The effects of Makgeolli, dry yeast (DY), sourdough with dry yeast (SDDY) and sourdough with Makgeolli (SDMG) on the quality of fermented rice cakes (FRCs) stored at 23 °C for 3 days were determined. The acidity of SDDY and SDMG significantly increased with increasing fermentation time. The FRCs supplemented with sourdough had slightly higher moisture contents than others. The addition of DY and SDDY increased the specific volume of the FRC, in which its texture was softer. The addition of DY and sourdoughs significantly decreased the firming rate of crumb and improved the sensory qualities.
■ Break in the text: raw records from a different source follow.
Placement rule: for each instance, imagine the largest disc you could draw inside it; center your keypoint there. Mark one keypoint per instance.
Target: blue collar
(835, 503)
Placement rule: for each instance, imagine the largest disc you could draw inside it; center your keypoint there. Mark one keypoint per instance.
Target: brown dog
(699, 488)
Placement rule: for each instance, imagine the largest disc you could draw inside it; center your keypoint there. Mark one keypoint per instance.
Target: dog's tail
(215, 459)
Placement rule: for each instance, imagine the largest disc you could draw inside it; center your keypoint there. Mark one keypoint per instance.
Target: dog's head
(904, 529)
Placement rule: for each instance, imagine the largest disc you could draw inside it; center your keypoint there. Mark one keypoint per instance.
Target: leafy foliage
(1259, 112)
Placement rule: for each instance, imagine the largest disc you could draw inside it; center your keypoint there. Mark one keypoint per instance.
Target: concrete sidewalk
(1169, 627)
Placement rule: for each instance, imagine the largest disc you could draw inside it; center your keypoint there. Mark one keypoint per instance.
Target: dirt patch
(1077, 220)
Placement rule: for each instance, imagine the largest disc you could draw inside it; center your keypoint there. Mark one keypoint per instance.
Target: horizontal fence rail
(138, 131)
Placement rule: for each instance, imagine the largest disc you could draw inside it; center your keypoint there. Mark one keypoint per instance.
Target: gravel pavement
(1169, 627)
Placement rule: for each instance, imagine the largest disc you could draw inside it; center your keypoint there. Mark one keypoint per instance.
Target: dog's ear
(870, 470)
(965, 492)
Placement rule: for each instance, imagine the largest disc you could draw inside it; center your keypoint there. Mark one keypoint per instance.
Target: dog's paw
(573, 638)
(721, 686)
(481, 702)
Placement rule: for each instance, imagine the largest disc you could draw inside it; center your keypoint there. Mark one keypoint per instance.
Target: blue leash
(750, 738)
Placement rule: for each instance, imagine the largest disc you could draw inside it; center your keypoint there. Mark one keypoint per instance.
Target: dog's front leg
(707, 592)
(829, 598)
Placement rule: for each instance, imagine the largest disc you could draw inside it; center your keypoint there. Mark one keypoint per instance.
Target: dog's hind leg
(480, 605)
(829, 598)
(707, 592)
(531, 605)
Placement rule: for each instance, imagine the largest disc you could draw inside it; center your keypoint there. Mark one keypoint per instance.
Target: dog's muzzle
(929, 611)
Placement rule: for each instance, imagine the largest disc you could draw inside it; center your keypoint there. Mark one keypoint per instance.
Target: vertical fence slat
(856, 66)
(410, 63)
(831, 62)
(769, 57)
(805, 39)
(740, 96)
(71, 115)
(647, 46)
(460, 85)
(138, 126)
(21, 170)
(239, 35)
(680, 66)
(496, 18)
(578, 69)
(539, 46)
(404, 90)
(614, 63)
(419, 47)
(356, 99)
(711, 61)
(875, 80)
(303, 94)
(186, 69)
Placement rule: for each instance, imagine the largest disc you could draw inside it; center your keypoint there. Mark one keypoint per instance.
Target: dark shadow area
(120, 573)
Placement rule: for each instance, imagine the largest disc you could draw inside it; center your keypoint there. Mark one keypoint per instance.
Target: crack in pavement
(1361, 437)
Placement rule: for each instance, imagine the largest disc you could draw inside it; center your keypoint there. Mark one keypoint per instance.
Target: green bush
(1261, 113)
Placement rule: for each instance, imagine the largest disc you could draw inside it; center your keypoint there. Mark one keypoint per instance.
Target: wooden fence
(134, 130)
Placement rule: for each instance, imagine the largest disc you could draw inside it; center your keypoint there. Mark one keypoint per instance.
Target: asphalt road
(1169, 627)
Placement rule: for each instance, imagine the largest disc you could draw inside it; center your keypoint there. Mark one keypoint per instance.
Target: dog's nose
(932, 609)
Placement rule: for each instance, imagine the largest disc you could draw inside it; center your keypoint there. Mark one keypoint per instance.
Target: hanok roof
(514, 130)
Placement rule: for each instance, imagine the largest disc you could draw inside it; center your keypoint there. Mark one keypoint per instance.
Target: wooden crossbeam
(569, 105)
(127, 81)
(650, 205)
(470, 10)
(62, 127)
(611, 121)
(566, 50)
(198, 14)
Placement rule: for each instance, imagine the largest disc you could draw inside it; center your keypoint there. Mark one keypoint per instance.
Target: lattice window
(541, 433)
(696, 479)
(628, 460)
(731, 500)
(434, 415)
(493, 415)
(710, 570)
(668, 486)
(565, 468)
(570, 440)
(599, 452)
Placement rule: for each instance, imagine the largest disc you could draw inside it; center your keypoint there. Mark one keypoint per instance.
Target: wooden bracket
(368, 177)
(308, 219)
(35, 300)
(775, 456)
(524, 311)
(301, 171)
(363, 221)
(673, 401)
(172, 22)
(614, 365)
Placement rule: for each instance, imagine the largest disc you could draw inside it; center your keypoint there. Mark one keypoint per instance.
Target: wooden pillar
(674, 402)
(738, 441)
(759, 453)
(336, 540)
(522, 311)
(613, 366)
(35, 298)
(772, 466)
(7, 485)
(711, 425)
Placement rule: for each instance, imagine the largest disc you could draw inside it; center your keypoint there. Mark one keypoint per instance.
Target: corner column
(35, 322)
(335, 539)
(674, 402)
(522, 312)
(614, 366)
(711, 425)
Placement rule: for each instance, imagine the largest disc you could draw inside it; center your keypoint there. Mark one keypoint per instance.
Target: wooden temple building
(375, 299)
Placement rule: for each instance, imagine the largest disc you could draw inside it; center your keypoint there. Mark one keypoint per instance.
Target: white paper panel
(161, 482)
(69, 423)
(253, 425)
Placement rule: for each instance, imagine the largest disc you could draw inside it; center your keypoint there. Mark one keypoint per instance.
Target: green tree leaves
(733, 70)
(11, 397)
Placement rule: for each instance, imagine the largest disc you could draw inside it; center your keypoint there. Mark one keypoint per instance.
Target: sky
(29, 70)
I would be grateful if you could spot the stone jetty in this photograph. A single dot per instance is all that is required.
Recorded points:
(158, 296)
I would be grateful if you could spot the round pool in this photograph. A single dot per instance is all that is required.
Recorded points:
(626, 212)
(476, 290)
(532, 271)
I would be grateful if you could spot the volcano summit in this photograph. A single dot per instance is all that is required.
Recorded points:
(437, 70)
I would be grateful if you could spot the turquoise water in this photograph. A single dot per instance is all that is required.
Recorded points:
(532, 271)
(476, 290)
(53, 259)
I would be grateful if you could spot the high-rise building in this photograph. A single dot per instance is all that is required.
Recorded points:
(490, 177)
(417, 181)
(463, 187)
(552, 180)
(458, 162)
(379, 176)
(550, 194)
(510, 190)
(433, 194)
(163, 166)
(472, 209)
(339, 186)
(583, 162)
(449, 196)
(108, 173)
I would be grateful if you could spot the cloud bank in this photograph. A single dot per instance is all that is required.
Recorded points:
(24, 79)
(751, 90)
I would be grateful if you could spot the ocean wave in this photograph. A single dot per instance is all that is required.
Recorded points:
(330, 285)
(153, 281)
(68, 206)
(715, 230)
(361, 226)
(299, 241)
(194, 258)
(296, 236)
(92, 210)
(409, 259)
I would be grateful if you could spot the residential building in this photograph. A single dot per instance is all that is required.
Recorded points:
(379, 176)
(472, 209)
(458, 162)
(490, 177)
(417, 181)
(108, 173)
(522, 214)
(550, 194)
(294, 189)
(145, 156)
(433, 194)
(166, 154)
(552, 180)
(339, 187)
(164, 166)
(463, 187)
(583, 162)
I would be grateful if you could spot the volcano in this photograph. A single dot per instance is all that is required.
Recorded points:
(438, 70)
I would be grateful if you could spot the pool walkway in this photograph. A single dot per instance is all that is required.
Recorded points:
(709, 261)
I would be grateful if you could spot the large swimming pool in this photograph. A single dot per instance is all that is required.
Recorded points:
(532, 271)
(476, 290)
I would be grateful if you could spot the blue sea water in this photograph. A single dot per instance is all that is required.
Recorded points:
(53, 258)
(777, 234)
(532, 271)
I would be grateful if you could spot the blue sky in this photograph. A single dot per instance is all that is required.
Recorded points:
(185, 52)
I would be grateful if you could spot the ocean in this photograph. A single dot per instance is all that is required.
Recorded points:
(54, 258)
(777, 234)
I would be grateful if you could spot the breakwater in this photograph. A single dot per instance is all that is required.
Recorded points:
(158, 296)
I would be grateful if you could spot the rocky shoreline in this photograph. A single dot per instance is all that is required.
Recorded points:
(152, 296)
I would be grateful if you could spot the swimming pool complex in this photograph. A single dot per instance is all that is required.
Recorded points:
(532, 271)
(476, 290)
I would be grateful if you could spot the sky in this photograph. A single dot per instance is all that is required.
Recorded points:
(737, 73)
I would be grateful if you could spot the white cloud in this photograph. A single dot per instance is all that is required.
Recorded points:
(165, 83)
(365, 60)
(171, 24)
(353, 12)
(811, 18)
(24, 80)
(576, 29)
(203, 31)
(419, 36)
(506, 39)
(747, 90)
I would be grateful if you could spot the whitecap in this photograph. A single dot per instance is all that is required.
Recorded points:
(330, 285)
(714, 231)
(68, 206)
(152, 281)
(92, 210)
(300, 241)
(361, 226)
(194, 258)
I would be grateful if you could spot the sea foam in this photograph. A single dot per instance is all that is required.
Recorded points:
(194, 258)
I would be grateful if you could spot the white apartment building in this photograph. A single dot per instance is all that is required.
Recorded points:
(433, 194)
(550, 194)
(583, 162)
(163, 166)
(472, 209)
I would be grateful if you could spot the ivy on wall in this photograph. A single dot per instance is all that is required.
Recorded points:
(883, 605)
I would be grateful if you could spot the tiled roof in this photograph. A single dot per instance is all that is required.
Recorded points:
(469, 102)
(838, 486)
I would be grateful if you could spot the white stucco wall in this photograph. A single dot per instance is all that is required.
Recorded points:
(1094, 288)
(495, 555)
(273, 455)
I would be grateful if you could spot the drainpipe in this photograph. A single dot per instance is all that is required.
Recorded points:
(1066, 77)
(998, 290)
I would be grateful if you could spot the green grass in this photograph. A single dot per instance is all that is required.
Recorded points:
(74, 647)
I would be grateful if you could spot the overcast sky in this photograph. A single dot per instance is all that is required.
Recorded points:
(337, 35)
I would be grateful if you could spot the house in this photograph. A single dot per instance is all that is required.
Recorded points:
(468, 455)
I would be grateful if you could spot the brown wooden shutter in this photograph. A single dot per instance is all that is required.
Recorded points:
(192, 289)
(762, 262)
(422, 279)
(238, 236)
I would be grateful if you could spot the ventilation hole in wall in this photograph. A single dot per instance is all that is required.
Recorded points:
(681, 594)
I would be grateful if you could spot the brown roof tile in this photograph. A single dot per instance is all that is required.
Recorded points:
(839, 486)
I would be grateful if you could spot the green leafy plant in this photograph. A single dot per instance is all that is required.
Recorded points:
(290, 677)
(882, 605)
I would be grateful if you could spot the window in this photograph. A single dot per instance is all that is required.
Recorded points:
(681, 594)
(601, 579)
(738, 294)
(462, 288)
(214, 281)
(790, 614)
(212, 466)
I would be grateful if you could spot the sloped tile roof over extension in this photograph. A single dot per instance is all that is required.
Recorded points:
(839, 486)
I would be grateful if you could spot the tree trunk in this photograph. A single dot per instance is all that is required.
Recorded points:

The sourdoughs retarded amylopectin retrogradation, indicating their anti-staling effect on the FRC. Compared to the control, the shelf-lives of FRCs made with DY and SDDY were extended by 0.7 and 0.5 days based on the instrumental hardness, respectively. DY and SDDY effectively improved the appearance and texture of FRC and extended its shelf-life.



中文翻译:

不同发酵剂对发酵年糕品质特性及货架期的影响

确定了马格利酒、干酵母 (DY)、干酵母酸面团 (SDDY) 和马格利酒酸面团 (SDMG) 对在 23 °C 下储存 3 天的发酵年糕 (FRC) 质量的影响。SDDY和SDMG的酸度随着发酵时间的增加而显着增加。补充有酸面团的 FRC 的水分含量略高于其他。DY和SDDY的加入增加了FRC的比容,其质地更柔软。DY和酸面团的添加显着降低了面包屑的凝固率并改善了感官品质。酸面团延缓了支链淀粉的回生,表明它们对 FRC 的抗老化作用。与对照相比,根据仪器硬度,用 DY 和 SDDY 制成的 FRC 的保质期分别延长了 0.7 天和 0.5 天。